Já sozinhos nas salas que nos deram, nomeei o nosso encarregado de conseguir café, indiquei onde meus camaradas trabalhariam, o que deveriam olhar e tal. Para mim separei a parte ruim, onde o nego precisa ter sangue-frio congelado, e incomodei-me, sorrindo com ar de besta, já ao começar a olhar os títulos de crédito dos caras: de dez bilhões no mínimo cinco eram falsos. Fiquei frio, mas um luzeiro se acendeu no cérebro. Os meus colegas eram bons, logo um também achou um pedrão no meio do caminho, ai, ai, ai. Tudo em silêncio, nada de os funcionários deles, leva e trás documentos, perceberem. Para conversar perigos eu os convidava para sair, passear e tomar um café na Rua Augusta.

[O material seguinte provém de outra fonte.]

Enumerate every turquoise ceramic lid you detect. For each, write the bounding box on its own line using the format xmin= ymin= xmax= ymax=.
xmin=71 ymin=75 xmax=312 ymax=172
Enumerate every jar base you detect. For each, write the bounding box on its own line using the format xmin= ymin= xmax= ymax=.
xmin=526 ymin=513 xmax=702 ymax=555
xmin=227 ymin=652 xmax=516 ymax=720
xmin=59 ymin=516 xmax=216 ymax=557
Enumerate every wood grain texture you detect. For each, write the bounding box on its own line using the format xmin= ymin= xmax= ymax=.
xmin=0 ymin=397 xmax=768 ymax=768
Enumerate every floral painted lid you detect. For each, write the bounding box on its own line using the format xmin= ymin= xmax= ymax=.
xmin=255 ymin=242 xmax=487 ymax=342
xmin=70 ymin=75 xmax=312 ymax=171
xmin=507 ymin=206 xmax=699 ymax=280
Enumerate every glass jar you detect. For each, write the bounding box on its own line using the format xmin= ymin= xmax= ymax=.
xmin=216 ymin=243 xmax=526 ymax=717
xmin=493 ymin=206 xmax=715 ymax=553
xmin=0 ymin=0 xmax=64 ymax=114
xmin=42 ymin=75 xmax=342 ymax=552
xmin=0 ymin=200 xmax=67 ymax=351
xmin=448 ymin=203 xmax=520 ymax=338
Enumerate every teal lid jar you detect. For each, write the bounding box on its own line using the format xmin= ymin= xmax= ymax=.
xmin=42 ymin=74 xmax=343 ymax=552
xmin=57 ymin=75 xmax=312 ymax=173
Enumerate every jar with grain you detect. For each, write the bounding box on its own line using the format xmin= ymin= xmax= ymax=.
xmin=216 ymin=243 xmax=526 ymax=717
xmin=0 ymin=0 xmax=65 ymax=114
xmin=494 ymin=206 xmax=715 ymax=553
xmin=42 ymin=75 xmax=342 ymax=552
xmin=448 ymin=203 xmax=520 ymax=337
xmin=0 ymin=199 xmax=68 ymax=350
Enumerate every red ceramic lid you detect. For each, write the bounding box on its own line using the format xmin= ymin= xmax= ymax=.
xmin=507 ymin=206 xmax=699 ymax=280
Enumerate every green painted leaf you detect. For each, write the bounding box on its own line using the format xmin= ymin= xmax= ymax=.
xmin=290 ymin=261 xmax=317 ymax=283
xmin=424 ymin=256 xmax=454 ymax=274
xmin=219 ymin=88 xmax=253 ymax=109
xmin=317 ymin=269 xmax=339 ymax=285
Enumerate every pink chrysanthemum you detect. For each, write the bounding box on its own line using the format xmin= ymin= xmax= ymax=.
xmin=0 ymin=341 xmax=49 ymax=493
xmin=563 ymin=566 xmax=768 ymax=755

Primeiro dia. Às 4 da tarde eu seguia atencioso, agora pedindo arquivos de tudo, inclusive do dono, mandei abrirem o cofre da sala privativa do chefão, não queriam, este é particular, mas engrossei, particular deixa em casa, e abriram, e isso foi fatal. Ao sair, às 5, o senhor diretor me disse que o donão de tudo, do Brasil, queria falar comigo no dia seguinte. Também quero, respondi. 



À noite pizzaria na Consolação. Os viados da pizzaria não tinham mostarda, um colega insistiu, a gente paga, não tem bar aberto onde possa buscar? O garçom, a um olhar do italiano proprietário da birosca, engrossou, disse que era coisa de gaúcho, homem que é homem não estraga a pizza com mostarda ou kétichup, e cuspiu na pizza. Errei. vi a cobra mandada, mas levantei e meti a mão na cara dele, estraguei a pizza, paulista filho da puta, gaúcho come churrasco, não essa merda bailando em azeite fedorento. E peguei a pizza e enfiei-lhe metade na goela, o insolente resistiu e dei de novo, ali me machuquei e ele desmaiou. 



Deu um rebu. Errei, e voltei para o hotel com a mão muito machucada, a pegada foi forte, o infeliz não morreu mas quase, foi para uma UTI. Uma incomodação danada depois, não sei o que me deu, poderia pegá-los depois, a solas. Saí da delegacia, acusado de tentativa de assassinato de um modesto trabalhador que vestia a camisa do Corinthians. Nojento, deveria tê-lo matado, mas  algo não fechava, no táxi para o hotel resolvi passar pela pizzaria, vi o dono lá dentro de papo com o mesmo sujeito que tinha visto antes, de longe no aeroporto, na entrada do hotel e no outro lado da Paulista. Eu e meus olhos castanhos, como não ver o bicho.



Apaguei quase tudo, devo estar ficando louco. Liguei para Porto Alegre pedindo uma arma de trinta tecos e munição. - Hoje mesmo estará no hotel, me responderam. 



Cheguei no hotel e no hall dei de cara com a herdeira das Casas Pernambucanas. Não acreditei no que vi.